Anakin looked at Obi-Wan, waiting for him to jump down, but he only blinked slowly and settled himself more firmly into Anakin’s lap. Unsure, he tucked his arms around the cat and stood, scooping him against his chest. Obi-Wan flicked his tail, seeming content.

“All right,” Quin said, his voice sounding only a bit strangled, while Luminara looked away with a suspicious curve to her mouth. “To the archives.”

* * *

One thing Obi-Wan -- when he was his normal human shape, not the size of a bread loaf -- had been trying to impress on Anakin was the concept of _discretion_. Anakin hadn’t got the hang of it yet, wasn’t even entirely sure what it was, but it seemed to have something to do with knowing when to run and hide.

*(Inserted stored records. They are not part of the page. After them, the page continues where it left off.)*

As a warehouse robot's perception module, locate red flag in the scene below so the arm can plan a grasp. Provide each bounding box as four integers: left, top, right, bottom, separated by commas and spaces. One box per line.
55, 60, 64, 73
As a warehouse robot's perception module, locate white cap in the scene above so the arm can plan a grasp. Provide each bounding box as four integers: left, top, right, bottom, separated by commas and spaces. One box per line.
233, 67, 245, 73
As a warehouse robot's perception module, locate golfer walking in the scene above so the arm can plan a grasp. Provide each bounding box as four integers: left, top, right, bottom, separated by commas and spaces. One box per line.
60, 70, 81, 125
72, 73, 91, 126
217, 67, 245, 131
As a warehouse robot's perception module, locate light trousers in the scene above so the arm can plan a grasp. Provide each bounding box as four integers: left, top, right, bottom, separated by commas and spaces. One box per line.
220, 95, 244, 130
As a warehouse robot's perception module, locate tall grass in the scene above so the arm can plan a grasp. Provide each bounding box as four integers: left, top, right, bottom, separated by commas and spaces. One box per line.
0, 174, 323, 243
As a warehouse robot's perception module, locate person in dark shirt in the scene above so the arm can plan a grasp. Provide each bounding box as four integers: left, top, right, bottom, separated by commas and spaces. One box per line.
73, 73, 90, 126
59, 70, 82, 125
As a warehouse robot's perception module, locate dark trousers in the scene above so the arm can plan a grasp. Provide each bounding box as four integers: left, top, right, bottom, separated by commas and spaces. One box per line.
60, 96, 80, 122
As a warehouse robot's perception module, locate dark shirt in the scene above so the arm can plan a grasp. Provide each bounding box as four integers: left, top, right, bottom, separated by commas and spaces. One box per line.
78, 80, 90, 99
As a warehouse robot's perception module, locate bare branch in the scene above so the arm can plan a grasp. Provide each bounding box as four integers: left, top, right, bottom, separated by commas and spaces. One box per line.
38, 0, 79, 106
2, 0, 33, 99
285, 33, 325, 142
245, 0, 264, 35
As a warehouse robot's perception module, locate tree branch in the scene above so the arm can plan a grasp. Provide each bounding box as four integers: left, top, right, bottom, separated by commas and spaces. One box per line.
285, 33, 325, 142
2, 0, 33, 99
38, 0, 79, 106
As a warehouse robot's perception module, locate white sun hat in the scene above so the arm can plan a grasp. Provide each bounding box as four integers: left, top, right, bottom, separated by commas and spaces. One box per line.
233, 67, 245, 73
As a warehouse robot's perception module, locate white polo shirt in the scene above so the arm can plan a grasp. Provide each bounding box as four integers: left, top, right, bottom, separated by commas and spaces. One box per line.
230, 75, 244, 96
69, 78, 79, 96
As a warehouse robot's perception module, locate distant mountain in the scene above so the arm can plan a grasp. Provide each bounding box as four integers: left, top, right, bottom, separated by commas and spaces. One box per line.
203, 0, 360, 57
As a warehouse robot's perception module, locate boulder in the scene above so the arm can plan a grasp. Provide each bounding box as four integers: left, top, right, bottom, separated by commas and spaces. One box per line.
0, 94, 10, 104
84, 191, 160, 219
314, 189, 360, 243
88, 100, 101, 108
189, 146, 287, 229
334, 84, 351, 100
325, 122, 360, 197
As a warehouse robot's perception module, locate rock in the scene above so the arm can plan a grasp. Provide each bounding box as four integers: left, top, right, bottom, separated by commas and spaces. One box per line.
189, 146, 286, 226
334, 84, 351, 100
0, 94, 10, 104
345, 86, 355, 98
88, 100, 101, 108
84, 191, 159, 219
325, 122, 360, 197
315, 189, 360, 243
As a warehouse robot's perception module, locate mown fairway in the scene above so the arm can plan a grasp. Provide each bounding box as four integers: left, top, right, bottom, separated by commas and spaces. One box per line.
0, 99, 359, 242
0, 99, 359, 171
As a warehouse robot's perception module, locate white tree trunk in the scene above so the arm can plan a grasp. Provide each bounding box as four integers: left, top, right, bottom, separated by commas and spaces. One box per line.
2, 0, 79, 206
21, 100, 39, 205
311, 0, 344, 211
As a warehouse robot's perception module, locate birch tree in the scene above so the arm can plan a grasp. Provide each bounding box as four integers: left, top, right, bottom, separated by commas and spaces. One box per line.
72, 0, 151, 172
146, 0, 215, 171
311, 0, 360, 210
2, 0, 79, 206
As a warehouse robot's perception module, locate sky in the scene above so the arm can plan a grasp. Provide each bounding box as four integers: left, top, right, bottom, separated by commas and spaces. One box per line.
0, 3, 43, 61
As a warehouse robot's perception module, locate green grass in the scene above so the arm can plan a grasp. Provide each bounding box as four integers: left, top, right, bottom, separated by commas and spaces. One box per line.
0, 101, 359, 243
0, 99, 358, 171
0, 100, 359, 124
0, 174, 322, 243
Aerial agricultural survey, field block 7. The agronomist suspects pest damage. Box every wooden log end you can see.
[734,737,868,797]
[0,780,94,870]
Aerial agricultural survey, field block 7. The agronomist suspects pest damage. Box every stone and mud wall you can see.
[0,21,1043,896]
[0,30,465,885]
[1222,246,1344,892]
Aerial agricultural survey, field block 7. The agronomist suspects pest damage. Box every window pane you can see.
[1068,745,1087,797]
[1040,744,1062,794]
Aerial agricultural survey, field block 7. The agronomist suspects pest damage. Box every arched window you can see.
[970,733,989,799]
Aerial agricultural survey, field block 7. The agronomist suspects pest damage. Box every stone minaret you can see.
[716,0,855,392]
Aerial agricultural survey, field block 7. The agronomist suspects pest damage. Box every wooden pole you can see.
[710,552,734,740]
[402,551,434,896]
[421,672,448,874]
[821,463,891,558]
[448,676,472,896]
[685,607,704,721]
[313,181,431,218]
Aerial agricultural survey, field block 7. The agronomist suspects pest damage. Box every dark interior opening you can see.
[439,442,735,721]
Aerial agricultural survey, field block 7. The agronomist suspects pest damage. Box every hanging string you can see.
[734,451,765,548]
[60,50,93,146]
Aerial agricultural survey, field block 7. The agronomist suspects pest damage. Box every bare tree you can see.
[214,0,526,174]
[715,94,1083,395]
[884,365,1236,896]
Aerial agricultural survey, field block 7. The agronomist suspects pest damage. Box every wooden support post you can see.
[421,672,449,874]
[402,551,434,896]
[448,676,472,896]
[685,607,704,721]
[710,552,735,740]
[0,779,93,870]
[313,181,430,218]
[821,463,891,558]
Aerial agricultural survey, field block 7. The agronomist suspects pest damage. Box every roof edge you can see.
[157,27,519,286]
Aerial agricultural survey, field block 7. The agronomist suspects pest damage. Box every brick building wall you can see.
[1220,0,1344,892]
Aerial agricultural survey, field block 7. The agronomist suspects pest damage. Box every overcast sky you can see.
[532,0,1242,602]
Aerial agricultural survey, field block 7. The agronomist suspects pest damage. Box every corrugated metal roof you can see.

Running and hiding was not something Anakin was usually keen on, but when he, Luminara, and Quin got within sight of the archives and found it overrun with Jedi Masters, he thought maybe he should put it into practice.

Before he could decide, Quin reached down and ruffled his hair. “C’mon, squirt. Looks like they’re here to help.”

Gloomily, Anakin allowed himself to be steered into the little archive room that had been set aside for the cataloguing. It was now pretty crowded, with Master Nu, Yoda and Mace Windu in it. Running and hiding looked better than ever.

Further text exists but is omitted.